# Can you libel or slander a limited company?



## callybags (22 Feb 2009)

Can you libel or slander a limited company?


----------



## UptheDeise (22 Feb 2009)

Oh I don't know. Could you bed a limited company?


----------



## WaterSprite (22 Feb 2009)

callybags said:


> Can you libel or slander a limited company?



Yep, you can.

See here (for example) - McLibel case.


----------



## Padraigb (22 Feb 2009)

UptheDeise said:


> Oh I don't know. Could you bed a limited company?
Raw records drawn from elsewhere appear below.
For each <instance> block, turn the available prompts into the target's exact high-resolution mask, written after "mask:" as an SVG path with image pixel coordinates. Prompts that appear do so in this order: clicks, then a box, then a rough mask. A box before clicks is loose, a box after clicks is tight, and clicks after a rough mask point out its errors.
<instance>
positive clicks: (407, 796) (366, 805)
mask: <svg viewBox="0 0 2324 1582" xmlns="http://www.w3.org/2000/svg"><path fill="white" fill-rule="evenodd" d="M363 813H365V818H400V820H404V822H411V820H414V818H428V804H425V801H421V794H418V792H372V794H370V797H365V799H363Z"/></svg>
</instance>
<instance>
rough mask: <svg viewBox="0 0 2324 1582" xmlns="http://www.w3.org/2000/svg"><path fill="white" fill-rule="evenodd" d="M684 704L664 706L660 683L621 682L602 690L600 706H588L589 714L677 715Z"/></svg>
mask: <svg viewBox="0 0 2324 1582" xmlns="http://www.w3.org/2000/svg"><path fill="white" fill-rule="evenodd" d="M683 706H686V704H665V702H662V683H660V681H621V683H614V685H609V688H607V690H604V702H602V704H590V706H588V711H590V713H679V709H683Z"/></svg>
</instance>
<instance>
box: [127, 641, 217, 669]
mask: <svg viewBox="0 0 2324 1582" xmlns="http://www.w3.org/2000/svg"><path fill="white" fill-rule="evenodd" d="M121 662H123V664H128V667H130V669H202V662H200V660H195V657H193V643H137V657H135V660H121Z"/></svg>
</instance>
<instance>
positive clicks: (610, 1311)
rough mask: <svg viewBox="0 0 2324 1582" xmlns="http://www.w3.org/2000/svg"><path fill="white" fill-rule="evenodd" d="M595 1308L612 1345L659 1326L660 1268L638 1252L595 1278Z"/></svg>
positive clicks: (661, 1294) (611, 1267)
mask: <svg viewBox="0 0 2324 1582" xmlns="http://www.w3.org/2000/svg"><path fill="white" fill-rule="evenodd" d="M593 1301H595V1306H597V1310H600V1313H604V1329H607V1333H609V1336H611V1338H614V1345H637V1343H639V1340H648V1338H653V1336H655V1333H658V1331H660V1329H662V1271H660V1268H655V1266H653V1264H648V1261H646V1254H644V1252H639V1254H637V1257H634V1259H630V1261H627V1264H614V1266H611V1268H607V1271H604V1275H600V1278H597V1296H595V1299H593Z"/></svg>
The word "person" in law comprises both bodies corporate and individuals. I remember an informal definition of the distinction between them: that a body corporate can do anything an individual can do except marry (it is an old definition, dating back to times before non-marital sex became common, so "bed" can now be substituted for "marry").


----------



## UptheDeise (22 Feb 2009)

Padraigb said:


> The word "person" in law comprises both bodies corporate and individuals. I remember an informal definition of the distinction between them: that a body corporate can do anything an individual can do except marry (it is an old definition, dating back to times before non-marital sex became common, so "bed" can now be substituted for "marry").


 
Well if we have gay marriage I demand limited company marriage.

Down with this sort of thing!


----------